The school is named after Destry Horton, an Oklahoma firefighter who died while battling a wildfire in 2006. Horton's death is grim reminder of how quickly things can go wrong during a wildfire. The school is put on by Oklahoma State University, officials said after the intense fire season in 2006, they realized a school like Horton was needed in Comanche County.
The crackling sound of fire and the pungent smell of smoke that peppered the outdoor classroom is all too familiar to these firefighters. These men and women said they know the risks involved in firefighting and realize that there is very little room for error. That's why the skills learned at the Horton school is so vital to their profession.
Michael Merritt, a firefighter with the Lawton Fire Department and Paradise Valley Volunteer Fire Department, said the job requires quick and accurate thinking.
"One mistake could not only harm you but it could also harm everybody that's there with you. It could be anyone down the line, or it could be someone in your department or someone underneath you. It helps sharpens our skills when we get out there", said Merritt.
"You hate that so many had perished to learn these incidences and skills. But knowing that builds on our skills and you don't want to lose a life and that makes it even more important to learn these skills and to better the skills that you learn", said Porter Hill Volunteer firefighter Abby Moody.

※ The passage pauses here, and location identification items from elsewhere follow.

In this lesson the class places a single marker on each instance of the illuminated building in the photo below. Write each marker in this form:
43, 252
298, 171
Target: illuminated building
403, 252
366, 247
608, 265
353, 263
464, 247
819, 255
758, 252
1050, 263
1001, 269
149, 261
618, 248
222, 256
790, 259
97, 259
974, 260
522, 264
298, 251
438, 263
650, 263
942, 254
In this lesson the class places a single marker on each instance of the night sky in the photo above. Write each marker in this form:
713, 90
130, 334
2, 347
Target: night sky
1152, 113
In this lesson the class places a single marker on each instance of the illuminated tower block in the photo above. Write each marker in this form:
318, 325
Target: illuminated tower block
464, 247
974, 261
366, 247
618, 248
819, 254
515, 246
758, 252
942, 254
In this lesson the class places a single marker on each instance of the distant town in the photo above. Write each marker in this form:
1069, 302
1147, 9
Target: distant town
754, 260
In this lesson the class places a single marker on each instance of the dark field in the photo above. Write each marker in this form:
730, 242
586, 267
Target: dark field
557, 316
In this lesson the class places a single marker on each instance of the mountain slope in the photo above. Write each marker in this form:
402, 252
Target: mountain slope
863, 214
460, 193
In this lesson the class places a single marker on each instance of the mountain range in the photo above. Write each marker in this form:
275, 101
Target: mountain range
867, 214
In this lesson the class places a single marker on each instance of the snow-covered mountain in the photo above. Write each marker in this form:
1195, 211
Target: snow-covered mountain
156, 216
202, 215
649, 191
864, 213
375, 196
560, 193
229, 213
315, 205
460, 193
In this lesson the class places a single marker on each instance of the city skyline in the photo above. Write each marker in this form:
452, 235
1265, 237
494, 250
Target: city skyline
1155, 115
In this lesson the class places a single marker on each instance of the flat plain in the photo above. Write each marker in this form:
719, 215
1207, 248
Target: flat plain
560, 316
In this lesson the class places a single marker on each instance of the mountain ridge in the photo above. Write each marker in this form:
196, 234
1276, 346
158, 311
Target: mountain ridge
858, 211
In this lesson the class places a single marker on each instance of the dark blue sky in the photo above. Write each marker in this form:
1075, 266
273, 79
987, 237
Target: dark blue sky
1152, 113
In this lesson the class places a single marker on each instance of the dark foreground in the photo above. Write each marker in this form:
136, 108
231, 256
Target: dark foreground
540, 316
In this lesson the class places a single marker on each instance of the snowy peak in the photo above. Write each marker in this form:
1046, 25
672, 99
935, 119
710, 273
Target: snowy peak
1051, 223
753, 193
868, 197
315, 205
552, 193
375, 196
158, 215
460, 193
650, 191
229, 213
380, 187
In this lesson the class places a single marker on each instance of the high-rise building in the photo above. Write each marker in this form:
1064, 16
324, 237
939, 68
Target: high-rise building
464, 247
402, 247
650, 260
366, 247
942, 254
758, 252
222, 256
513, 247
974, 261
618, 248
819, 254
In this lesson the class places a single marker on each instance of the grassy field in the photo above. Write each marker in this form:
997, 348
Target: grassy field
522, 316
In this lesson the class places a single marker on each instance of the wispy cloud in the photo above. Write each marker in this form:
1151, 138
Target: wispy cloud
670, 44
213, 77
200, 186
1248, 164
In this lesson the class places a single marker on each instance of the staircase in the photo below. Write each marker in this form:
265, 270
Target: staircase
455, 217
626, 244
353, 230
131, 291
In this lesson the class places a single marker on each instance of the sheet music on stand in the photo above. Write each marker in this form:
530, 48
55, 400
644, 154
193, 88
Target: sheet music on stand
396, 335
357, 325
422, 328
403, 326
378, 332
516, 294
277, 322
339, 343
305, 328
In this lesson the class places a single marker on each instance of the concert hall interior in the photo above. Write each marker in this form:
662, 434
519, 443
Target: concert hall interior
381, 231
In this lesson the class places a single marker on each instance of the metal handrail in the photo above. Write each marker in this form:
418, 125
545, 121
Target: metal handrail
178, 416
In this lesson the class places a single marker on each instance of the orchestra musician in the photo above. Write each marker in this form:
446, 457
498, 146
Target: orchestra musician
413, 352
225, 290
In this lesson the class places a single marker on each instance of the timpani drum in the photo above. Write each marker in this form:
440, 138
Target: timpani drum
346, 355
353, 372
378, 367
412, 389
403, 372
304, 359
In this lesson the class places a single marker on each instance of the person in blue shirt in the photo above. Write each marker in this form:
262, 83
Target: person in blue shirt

Chief Clint Langford said certain firefighting skills can not be taught in a traditional classroom.
"They're learning progressive hose lays so they know how to get a hose up the side of a mountain where a vehicle couldn't get. They're learning wild land engine company tactics, different tactics to work with other units to attack against the fire", said Langford.
He said having the school at Fort Sill is a big help.
"The soldiers get the real-world experience of shooting live rounds. The same thing is happening here with firefighters, we can go into a classroom and talk about what we do, but when we actually light the grass on fire and put the students next to the heat and the smoke. When these students see how the fire truly reacts to the wind. Then, these students get to put the skills to practice", said Langford.
Practice firefighters that attended the school said gives them the confidence they'll need while fighting dangerous and sometimes deadly wildfires. There are two wild land schools in Oklahoma, one Fort Sill and one in Mcalester. OSU officials said next year, they plan on offering even more courses for firefighters, such as forestry training.